April 6, 2018 at 1:53 p.m.
NEW SANCTUARY MOVEMENT
Immigration conference speaker seeks Catholic response
In 2006, the Mexican woman faced deportation from her home in Chicago. Instead of helping her quietly, her Methodist church decided to house her and to do so publicly. She lived there for a year, but was eventually deported from Los Angeles where she was giving a talk. But activists learned from the experience that a person can find refuge in a church building.
They also learned that they could act in the face of government authority and social disapproval.
“Elvira inspired a model for communities of faith to bring justice,” said Juan Carlos Ruiz, a New York City-based leader in the movement. He will deliver the keynote talk at a conference, “Immigration, Sanctuary, Worlds without Borders,” in Albany, May 27-30.
The event is sponsored by the Justice Studies Association, an international restorative justice group, and hosted by the Albany New Sanctuary Movement (NSM).
Safe havens
The movement, with major chapters in New York, Los Angeles and Chicago, assists some of the estimated 12 million undocumented immigrants in the U.S. Since laws were tightened in 1996 and enforcement in-creased after 9/11, many face deportation, often for minor criminal violations or paperwork snafus.
Mr. Ruiz, 39, helped organize NSM in 2006. They incorporated lessons from previous immigration struggles and the Church’s long history of caring for the dispossessed.
“We were looking for ways to respond to the crisis of seeing our brothers and sisters persecuted and attacked by the immigration laws,” he said.

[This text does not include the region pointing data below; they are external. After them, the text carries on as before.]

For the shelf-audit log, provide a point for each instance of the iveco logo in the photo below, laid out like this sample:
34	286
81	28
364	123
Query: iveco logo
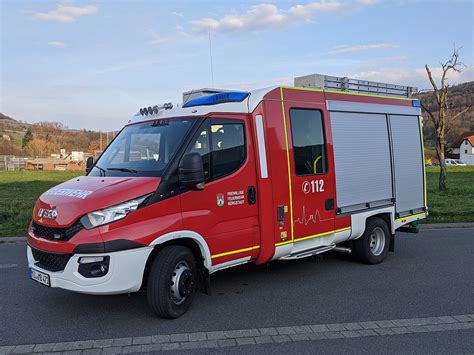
49	214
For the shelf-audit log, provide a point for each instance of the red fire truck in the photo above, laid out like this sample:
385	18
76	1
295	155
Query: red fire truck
233	177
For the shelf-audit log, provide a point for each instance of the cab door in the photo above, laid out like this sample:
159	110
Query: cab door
311	166
225	212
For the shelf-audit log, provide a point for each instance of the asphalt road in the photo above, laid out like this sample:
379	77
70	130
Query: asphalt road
430	274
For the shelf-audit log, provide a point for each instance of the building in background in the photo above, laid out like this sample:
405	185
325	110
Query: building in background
463	148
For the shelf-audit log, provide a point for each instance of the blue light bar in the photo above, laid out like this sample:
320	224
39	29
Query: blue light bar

One successful method: “We tell the stories of people to humanize them to the non-immigrant community,” he said. “That way, we are not being victims but witnesses.”
Mr. Ruiz brings personal experience to the cause. He emigrated from Mexico at age 17 to visit his family temporarily but stayed. He eventually gained citizenship with help from a Catholic church and later became a priest, though he is now inactive.
“People of faith are seeking ways for that faith to be relevant in answering questions posed by a system that’s chewing up our people,” Mr. Ruiz said. “People of faith want to put into practice what it means to be human.”
Albany activists
A local NSM chapter coalesced in 1997, said one organizer, Fred Boehrer. He and his wife, Diana Conroy, run Emmaus House, the Albany Catholic Worker house, where the group is based. So far, the group has assisted more than 50 families.
“We [have] helped people gain legal status, lined up sponsors to help them stay, delayed deportation for some, and gotten others out of jail,” Mr. Boehrer explained.
It has a network of volunteers, attorneys and church partners including St. Helen’s in Niskayuna, Holy Family in Albany, the Albany Friends Meeting House, First Presbyter-ian and Westminster Presbyter-ian. They have trained 55 people to serve as paralegals for immigrants, said Mr. Boehrer.
Church ready
Catholics sympathize. In a national survey conducted for the U.S. bishops, 72 percent said the Church had a moral obligation to help immigrants regardless of their status and 69 percent favored allowing them to become citizens.
Mr. Ruiz appeals to those sentiments as well as basic economics. “Our borders are fluid for goods and capital, and we need to recognize that people have rights to the same mobility,” he said.
The conference will feature 40 to 50 speakers and workshops and organizers expect 200 activists, scholars and volunteers to attend. “It’s for anyone interested or engaged in helping immigrants,” said Mr. Boehrer. “People will learn practical lessons on helping immigrants get health care, housing, legal assistance.”
Mr. Ruiz said the conference and the entire movement should provoke Catholics and others to act.
“We need to wage peace whole-heartedly, since the forces that are arrayed against us are powerful.”